Review MCP server configurations regularly. Know what MCP servers should be configured and what addresses they should point to. Any unexpected URL in mcpServers is a potential indicator of compromise.
Monitor OAuth token usage patterns for connected tools. If Claude Code is connected to GitHub, for example, set up alerts for API calls made with your OAuth token from unexpected IP addresses or at unexpected times. The attacker is using your token, but they are not you, therefore their usage patterns may differ from yours.
Scope OAuth tokens aggressively.
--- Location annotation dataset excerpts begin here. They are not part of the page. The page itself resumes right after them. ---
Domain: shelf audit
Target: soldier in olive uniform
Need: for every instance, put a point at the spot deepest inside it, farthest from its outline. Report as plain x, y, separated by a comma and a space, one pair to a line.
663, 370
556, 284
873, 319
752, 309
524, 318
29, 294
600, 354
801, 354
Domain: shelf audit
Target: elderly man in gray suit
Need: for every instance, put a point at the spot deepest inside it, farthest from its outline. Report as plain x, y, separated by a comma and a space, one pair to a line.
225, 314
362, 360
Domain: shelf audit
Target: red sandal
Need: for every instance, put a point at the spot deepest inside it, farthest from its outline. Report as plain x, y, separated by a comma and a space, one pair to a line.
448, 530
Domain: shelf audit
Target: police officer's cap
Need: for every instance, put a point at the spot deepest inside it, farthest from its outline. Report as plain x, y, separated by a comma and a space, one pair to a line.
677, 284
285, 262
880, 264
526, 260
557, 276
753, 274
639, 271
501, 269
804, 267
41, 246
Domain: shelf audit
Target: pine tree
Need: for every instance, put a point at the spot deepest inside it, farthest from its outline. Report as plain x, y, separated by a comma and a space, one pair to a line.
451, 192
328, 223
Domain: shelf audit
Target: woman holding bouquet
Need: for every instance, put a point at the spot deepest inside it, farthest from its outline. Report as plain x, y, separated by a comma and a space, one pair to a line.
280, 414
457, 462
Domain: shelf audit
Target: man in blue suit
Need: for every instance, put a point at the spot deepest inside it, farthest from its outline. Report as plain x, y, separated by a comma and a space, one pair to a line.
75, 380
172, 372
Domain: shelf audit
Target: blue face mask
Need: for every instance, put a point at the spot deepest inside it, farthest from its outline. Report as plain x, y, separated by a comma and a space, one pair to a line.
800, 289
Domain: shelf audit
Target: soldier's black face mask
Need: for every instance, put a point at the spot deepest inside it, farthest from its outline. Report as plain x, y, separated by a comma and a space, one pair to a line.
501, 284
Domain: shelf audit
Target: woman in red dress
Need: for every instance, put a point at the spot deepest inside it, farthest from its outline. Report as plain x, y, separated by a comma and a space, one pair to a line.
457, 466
Where possible, issue OAuth tokens with the minimum permission set needed for Claude Code’s legitimate use rather than broad account access. A token that can only read repositories is less damaging when stolen than one that can write, delete, and administer.
Do not wait for Anthropic. This bears repeating plainly. Mitiga reported this on April 10. Anthropic responded on April 12 with “out of scope.” There is currently no indication that a fix is planned. The attack works today. Mitigation has to come from defenders.
A Note on the Anthropic Response Pattern
This is now a pattern, not an incident. The TrustFall disclosure received a similar response. ClaudeBleed’s patch was bypassed in three hours. A CVSS 10/10 RCE in Claude Desktop Extensions was reportedly left unpatched. The emerging picture is of a vendor deploying powerful, widely-connected agentic systems while adopting a narrow definition of what constitutes its security responsibility.
This is not a unique failure. The AI industry broadly is in a period where speed to market and feature richness are rewarded, and security hardening is deferred. But Anthropic’s specific responses to specific disclosures are now a matter of public record. Security teams evaluating whether to deploy Claude Code in enterprise environments should weigh not just the technical capabilities of the tool, but the vendor’s demonstrated approach to vulnerability response. That is a legitimate and important input to procurement and risk decisions.
The adage Mitiga quotes assume compromise has already happened is the right posture. But it is worth adding: also assume that the vendor will not close the gap for you, and plan accordingly.